Minister Adam Lipiński chyba przegapił dodatkowe wpływy na swoje konto.
Minister Adam Lipiński chyba przegapił dodatkowe wpływy na swoje konto. Fot. Sławomir Kamiński/Agencja Gazeta, screen z twitter.com/KrzysztofBrejza
Reklama.
"Przegapienie" ponad 51 tysięcy złotych nagrody, bo tyle dostał minister Adam Lipiński, wytknął nie kto inny tylko poseł Platformy Obywatelskiej Krzysztof Brejza. "Wiceprezes PiS Adam Lipiński wziął 51 tys.zł. pseudonagród, ale dziennikarzom mówi, że nie dostał" – napisał poseł PO. I dodał: "Albo kłamie, albo nawet nie zauważył, że "druga pensja" co miesiąc wpływa na konto".
Pojawiło się także nagranie, na którym Adam Lipiński – wchodząc do budynku Sejmu – odpowiada na pytania dziennikarzy, m.in o to, czy starcza mu do pierwszego (oczywiście w kontekście słów wicepremiera Jarosława Gowina, który na antenie Radia Zet poskarżył się na swoje zarobki w poprzednim rządzie). Lipiński odpowiedział, że tak, choć wspomniał o nagrodach i zaprzeczył, że taką dostał. – Nie dostałem nigdy nagród. Chciałem się poskarżyć publicznie. Nikt mi żadnej nagrody nie dał  – powiedział dziennikarzom.

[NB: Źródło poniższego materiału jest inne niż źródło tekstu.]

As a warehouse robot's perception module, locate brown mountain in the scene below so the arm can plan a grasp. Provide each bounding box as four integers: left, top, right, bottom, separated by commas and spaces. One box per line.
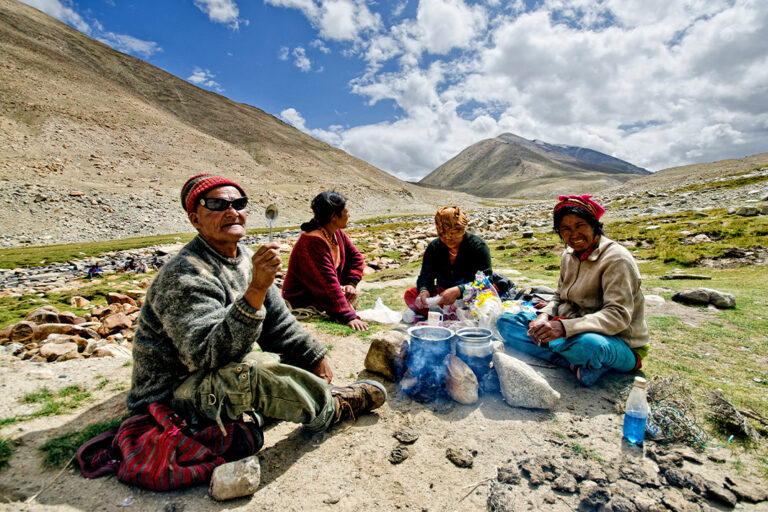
419, 133, 648, 197
0, 0, 474, 245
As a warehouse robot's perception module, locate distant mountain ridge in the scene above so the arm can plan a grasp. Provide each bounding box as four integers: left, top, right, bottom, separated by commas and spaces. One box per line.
0, 0, 475, 244
419, 133, 650, 197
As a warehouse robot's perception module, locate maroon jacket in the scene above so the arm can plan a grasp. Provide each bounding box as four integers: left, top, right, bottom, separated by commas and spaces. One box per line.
283, 229, 365, 324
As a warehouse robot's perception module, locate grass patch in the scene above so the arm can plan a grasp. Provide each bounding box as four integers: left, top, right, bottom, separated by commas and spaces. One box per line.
0, 233, 195, 268
571, 443, 605, 464
40, 418, 125, 468
0, 437, 13, 470
0, 385, 91, 427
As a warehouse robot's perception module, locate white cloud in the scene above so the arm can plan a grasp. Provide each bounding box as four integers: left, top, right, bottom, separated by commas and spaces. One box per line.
309, 39, 331, 54
187, 66, 224, 92
267, 0, 768, 178
292, 46, 312, 73
416, 0, 486, 54
264, 0, 381, 41
22, 0, 163, 59
280, 108, 341, 146
195, 0, 243, 30
22, 0, 91, 34
96, 32, 163, 59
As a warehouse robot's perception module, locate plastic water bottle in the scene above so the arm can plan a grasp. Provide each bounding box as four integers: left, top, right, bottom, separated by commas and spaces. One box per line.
624, 377, 649, 444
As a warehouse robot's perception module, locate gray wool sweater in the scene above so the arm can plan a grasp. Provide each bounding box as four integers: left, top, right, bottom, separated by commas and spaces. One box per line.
128, 236, 327, 411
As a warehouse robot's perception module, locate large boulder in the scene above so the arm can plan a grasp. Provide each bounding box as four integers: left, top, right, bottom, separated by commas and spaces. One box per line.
672, 288, 736, 309
443, 354, 478, 405
35, 324, 99, 341
8, 320, 37, 345
40, 341, 79, 361
208, 455, 261, 501
493, 352, 560, 409
363, 331, 405, 380
24, 306, 59, 324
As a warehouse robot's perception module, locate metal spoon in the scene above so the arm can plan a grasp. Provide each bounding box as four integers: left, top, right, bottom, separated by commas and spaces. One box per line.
264, 204, 277, 242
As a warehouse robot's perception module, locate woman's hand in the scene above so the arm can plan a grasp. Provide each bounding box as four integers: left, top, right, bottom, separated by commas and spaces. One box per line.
413, 290, 429, 309
342, 284, 358, 306
309, 358, 333, 384
528, 313, 565, 345
347, 318, 368, 331
437, 286, 461, 306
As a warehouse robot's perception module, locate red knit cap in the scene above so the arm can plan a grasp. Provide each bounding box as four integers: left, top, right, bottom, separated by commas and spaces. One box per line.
181, 174, 245, 212
555, 194, 605, 219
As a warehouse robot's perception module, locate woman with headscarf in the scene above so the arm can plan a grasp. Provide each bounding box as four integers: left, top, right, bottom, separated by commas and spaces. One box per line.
404, 206, 492, 316
283, 191, 368, 331
497, 195, 648, 387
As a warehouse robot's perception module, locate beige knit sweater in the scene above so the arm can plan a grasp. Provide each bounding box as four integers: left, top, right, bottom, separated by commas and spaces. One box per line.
542, 235, 648, 352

Jak wynika z odpowiedzi na interpelacje posła Brejzy, nagroda dla ministra Lipińskiego za pracę w 2017 roku wyniosła dokładnie 51 400 złotych. Przypomnijmy, nagrody za pracę w 2017 roku dostali wszyscy konstytucyjni ministrowie (od ponad 65 tysięcy do ponad 82 tysięcy złotych), a także ministrowie pracujący w KPRM-ie (od prawie 37 do ponad 59 tysięcy złotych). Do tego dochodzi premia dla Beaty Szydło (to 65 tysięcy złotych) oraz prawie dwieście milionów złotych dla urzędników niższych szczebli ministerstw.